Como um homem branco, cabe a mim fortalecer as instituições que trabalham a favor da luta contra o racismo, isso se dando, de uma forma um tanto infeliz, pelo meu espaço de reconhecimento na sociedade. Não se escutam tanto pessoas pretas em relação às brancas, sendo necessária uma colaboração interracial para que seja dada uma virada drástica nessa estrutura racista. Dessa forma, a luta não deve ser capitalizada e muito menos usada para esbanjar o orgulho branco das grandes empresas. O que deve ser feito é apoiar a iniciativa em plena liberdade popular, tornando os privilégios instrumentos de um movimento antirracista.
Dentro dessas iniciativas, encontramos o projeto Oxé, uma iniciativa conjunta que trabalha frente ao acolhimento de mulheres que sofreram e sofrem violência racial. Mirando essas instituições, podemos aprender muito com suas estratégias, visto que logo se tornam exemplos de uma batalha tão necessária. Para falar um tanto dessas estratégias e funções, Priscila Xavier, apresentadora do TPM - Tempo Pra Mim, conversou com a psicóloga, atuante no projeto Oxé, Maria Luiza dos Santos, a cientista social e coordenadora do GAJOP, Edna Jatobá, e a advogada, assim como gestora do projeto Oxé, Priscilla Rocha.
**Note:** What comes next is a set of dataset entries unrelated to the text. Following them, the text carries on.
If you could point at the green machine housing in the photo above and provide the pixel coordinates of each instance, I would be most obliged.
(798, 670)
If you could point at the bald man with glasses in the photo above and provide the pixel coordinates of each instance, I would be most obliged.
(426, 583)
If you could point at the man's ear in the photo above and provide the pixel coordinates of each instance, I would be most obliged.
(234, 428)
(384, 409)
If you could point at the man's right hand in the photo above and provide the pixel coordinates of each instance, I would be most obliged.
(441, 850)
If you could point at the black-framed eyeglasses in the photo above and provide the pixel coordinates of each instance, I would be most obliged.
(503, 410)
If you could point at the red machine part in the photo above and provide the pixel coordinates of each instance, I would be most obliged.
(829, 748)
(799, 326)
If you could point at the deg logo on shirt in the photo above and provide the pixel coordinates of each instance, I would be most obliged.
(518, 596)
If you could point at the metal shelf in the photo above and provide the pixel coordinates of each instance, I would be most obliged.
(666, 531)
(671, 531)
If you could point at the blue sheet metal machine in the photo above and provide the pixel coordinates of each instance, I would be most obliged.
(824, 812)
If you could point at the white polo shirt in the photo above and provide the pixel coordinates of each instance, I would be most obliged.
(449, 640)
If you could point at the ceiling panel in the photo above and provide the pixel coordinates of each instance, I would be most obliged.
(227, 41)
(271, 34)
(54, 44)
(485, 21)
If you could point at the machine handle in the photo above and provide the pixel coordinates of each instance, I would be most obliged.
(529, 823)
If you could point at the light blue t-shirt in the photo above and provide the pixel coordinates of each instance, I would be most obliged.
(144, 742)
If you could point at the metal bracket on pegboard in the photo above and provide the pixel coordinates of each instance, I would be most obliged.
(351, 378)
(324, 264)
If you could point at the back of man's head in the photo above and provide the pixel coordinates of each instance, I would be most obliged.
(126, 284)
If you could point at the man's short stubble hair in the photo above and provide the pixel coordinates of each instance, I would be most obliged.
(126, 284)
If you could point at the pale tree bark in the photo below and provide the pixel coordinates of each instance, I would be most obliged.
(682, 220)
Para além do projeto, essas três mulheres ainda se entregam, mesmo que de forma separada, ao propósito antirracista, dentro de seus respectivos trabalhos.
Priscila Xavier: “Como que o racismo atravessa as mulheres e acaba afetando esse autocuidado?” foi uma pergunta que eu me fiz uma vez, e quando vi que existia esse projeto, achei que seria muito legal trazer esse conhecimento pro nosso debate. Diante da importância desse tema, o TPM trouxe essas três mulheres que representam as organizações integrantes do Projeto Oxé: a Rede de Mulheres Negras de Pernambuco, o Gabinete de Assessoria Jurídica às Organizações Populares (GAJOP) e a Articulação Negra de Pernambuco (ANEPE). Falem um pouco desses projetos, meninas.
Maria Luiza dos Santos: Eu estou aqui como membra da Rede de Mulheres Negras e psicóloga do Projeto Oxé. A Rede tem sonhado sobre esse projeto desde 2016, e é com muita alegria que a gente conseguiu se unir ao GAJOP e à ANEPE para integrar essa frente de luta contra o racismo, até porque somos essa referência dentro da questão do autocuidado. Tem mulheres incríveis trabalhando dentro desse projeto, que considero como grandes influências minhas, além de serem extremamente presentes dentro da causa. Quando eu entrei na Rede, foi um momento que modificou meu olhar como mulher negra, já que é um lugar de grande fortalecimento e que, orgulhosamente, me afirmo não só como membra, mas como cria.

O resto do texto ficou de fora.